Content bundle (Level 3) — the misroute that triggered this audit¶
tga-enrich-quals.mjs correctly maps contentTypeCode === "0116" → qualifications.packaging_rules in its current source (line 251–253). Yet qualifications.packaging_rules for BSB40920 contains the 561-character 0012 ModificationHistory content, not the 6491-character 0116 PackagingRules content. The historical write that landed in the column does not match what the current code would produce against the current API.
Possible explanations (none verified in this audit):
- An earlier version of tga-enrich-quals.mjs had a different typeCode mapping
- A separate enrichment script populated packaging_rules before tga-enrich-quals existed
- The TGA API renumbered its contentTypeCode taxonomy between the original ingest and now
- A bulk-load SQL script wrote release notes to packaging_rules directly
The pragmatic fix is to re-run tga-enrich-quals.mjs with the current code. It will pull 0116 from the bundle and overwrite the column with the correct content. This needs to happen against the entire qualifications table (~all enriched rows), not just BSB40920 — every other qual in the corpus is likely affected by the same historical bug.
What the real packaging rules content looks like¶
The 0116 content for BSB40920 is HTML, but with predictable structure that an LLM (or even a careful regex/cheerio parser) can extract reliably. Stripped of HTML tags, the content reads:
Total number of units = 9
3 core units plus 6 elective units, of which: - 3 elective units must be selected from Group A - for the remaining 3 elective units: up to 3 units may be selected from Groups A and B; if not listed, up to 3 units may be selected from a Certificate IV or higher from this or any other currently endorsed Training Package qualification or accredited course.
Elective units must be relevant to the work environment and the qualification, maintain the integrity of the AQF alignment and contribute to a valid, industry-supported vocational outcome.
Chosen elective units must not include BSBPMG430 Undertake project work.
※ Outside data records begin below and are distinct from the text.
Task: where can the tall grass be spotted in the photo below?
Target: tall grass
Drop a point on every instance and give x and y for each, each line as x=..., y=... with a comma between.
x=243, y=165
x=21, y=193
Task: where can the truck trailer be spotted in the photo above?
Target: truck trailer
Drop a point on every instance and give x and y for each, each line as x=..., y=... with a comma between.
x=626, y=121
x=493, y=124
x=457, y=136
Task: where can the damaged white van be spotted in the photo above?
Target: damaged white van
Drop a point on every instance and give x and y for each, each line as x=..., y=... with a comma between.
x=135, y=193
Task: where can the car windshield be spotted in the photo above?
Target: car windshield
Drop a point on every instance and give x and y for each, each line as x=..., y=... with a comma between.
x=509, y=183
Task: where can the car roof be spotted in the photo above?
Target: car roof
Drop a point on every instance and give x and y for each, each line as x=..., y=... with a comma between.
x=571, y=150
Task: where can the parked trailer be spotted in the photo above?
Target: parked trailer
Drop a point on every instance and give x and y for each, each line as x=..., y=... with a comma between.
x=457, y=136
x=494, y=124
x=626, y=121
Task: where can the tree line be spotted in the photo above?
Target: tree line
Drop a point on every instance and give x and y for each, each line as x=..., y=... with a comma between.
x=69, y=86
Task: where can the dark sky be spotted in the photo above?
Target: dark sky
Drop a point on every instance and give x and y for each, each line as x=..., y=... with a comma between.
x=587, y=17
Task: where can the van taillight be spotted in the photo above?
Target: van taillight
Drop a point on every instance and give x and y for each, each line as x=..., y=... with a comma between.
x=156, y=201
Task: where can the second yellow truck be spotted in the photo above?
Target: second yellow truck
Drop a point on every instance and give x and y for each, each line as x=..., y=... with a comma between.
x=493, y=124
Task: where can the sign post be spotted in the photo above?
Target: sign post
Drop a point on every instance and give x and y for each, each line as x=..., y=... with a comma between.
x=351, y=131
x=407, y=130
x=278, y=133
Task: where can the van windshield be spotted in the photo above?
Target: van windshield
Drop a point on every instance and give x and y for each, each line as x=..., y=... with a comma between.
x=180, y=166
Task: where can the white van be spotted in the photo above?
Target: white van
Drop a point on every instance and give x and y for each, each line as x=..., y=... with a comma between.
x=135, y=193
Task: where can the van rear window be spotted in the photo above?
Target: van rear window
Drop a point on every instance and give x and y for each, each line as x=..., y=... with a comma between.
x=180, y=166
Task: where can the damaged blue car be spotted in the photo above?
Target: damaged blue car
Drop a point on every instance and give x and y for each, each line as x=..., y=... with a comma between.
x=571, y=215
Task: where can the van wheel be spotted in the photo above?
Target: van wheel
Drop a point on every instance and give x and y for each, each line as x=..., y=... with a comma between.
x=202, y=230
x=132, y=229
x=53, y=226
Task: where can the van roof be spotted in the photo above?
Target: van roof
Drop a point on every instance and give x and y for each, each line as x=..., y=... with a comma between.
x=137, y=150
Core units - BSBPMG420 Apply project scope management techniques - BSBPMG421 Apply project time management techniques - BSBPMG422 Apply project quality management techniques
Elective units
Group A — Project Management - BSBPMG423 Apply project cost management techniques - BSBPMG424 Apply project human resources management approaches - BSBPMG425 Apply project information management and communications techniques - BSBPMG426 Apply project risk management techniques - BSBPMG427 Apply project procurement procedures - BSBPMG428 Apply project life cycle management processes - BSBPMG429 Apply project stakeholder engagement techniques
Group B — Transferable Skills - BSBCRT411 Apply critical thinking to work practices - BSBLDR413 Lead effective workplace relationships - BSBLEG522 Apply legal principles in contract law matters - BSBOPS401 Coordinate business resources - BSBPEF401 Manage personal health and wellbeing - BSBPEF402 Develop personal work priorities - BSBSUS411 Implement and monitor environmentally sustainable work practices - BSBTEC403 Apply digital solutions to work processes - BSBTEC404 Use digital technologies to collaborate in a work environment - BSBWHS411 Implement and monitor WHS policies, procedures and programs - BSBXCS401 Maintain security of digital devices - CPPDSM4047 Implement and monitor procurement process - MSMENV472 Implement and monitor environmentally sustainable work practices - PSPETH002 Uphold and support the values and principles of public service - PSPGEN043 Apply government processes - PSPPCY004 Support policy implementation - TLIE4006 Collect, analyse and present workplace data and information
7 + 17 = 24 elective units, which exactly matches the elective_units_count = 24 we already have in qualifications. Three core + 24 elective = 27 distinct units, and the rule "choose 3 + 3 + 3" = 9 required. All counts reconcile.
This content is sufficient to drive a structured packaging rules parser. It contains:
- The rule structure (core count, elective count, group choice rules, conditional fallbacks)
- The complete unit list per group (with codes AND titles)
- Exclusion rules ("must not include BSBPMG430")
- Cross-package open-corpus fallback constraints ("Cert IV or higher")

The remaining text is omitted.